A second conclusion that can be drawn from our study—and may arise from such coevolutionary asymmetry—is that the mode of binding of intrinsically disordered ADs is dictated predominantly by the binding partner, rather than by the disordered component. This conclusion is supported by two observations. First, the binding preferences/strengths of the ADs from Gal4 and Gcn4 to the three ABDs of Med15 follow the same trend, with highest affinity for ABD1 and lowest affinity for ABD2. What is in common are the ABD structures, not the ADs. Second, within the Gal4 AD, a sequence contained within Region 2 binds as a fuzzy complex to Med15 ABDs and binds as a well-oriented, structured polypeptide to the Gal80 repressor20,21. This is strong evidence that it is the binding partner that dictates whether a disordered ligand will (1) remain disordered while bound, (2) adopt structure but bind in a fuzzy manner, or (3) bind in a canonical, orientationally defined manner.

Our work has focused on determining what constitutes an activator and we have sought to answer this question for yeast Med15-dependent acidic activators26,29,31,32,33,36. We find that Med15 ABDs recognize the hydrophobic character of acidic activators more than specific sequence and that the AD–ABD interactions occur via a fuzzy interface. A recent study of different ETV family ADs binding to Med25 ABD revealed three-state binding kinetics45. In this case, conformational sampling of the three states depended on sequence, leading the authors to conclude that the ETV ADs bind as “dynamic complexes with several well-populated conformational substates at equilibrium.” This description is congruent with fuzzy binding as was determined for other AD-Med25 ABD complexes46. Why different transcription factor ADs do vary in sequence is a challenging and not yet answered question. We have previously shown that binding affinity is not a primary selective force as synthetic ADs can be designed that bind ABDs more tightly and activate more strongly than the wild-type ADs31. For Gal4 AD, there is evidence that the AD sequence is constrained by the interaction with Gal80 more than by interactions with Med15 ABDs, and it may be that other ADs are similarly constrained by factors other than the ABDs.

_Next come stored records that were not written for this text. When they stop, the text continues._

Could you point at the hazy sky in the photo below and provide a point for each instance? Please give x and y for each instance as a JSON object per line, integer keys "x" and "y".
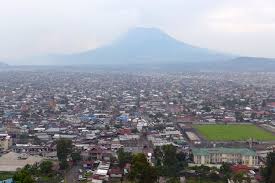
{"x": 34, "y": 27}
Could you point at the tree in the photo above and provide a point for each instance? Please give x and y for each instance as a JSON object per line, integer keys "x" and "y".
{"x": 173, "y": 180}
{"x": 24, "y": 175}
{"x": 124, "y": 157}
{"x": 269, "y": 171}
{"x": 46, "y": 167}
{"x": 226, "y": 171}
{"x": 64, "y": 149}
{"x": 141, "y": 170}
{"x": 168, "y": 162}
{"x": 76, "y": 156}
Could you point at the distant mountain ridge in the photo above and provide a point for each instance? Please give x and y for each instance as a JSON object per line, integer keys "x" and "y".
{"x": 2, "y": 64}
{"x": 151, "y": 47}
{"x": 140, "y": 46}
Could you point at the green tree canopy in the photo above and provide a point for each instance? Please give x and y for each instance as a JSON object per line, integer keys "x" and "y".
{"x": 141, "y": 170}
{"x": 269, "y": 171}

Questions remain regarding the overall mechanism of transcription activation. For systems with weak dynamic interactions, condensate formation is proposed to help compartmentalize the components. Compartmentalization could serve both to increase local concentrations of the relevant components to drive the frequency of these interactions as well as to decrease the frequency of non-productive encounters47. Recent studies demonstrate the importance of condensate formation for transcription activation via super enhancers, with the AD appearing to be an important driving force for condensate formation48,49,50,51. A fuzzy free-for-all binding mechanism can be consistent with the formation of condensates52. Furthermore, the multiple transcription factor-binding sites that often occur at promoter regions can contribute to higher local concentrations. The HIS3 promoter has seven Gcn4 consensus binding regions; HIS5 promoter contains five potential sites for Gcn453; and the promoter controlling GAL1, GAL4, and GAL10 transcription contains four Gal4 DBD sites to which Gal4 binds cooperatively5. Each DNA site binds a dimer of the relevant transcription factor, presenting two ADs, each of which contain multiple hydrophobic-binding regions per site. In turn, the ADs may simultaneously interact with components of Mediator or other coactivator-binding partners via a fuzzy free-for-all mechanism to promote transcription activation (Fig. 6). It has not yet been established whether condensate formation is a direct consequence of such interactions and whether such formations are functionally important. Notwithstanding, ADs have been implicated in the formation of condensates and there may be further dependence on the Q-rich linker regions of the coactivators37,48,49,54.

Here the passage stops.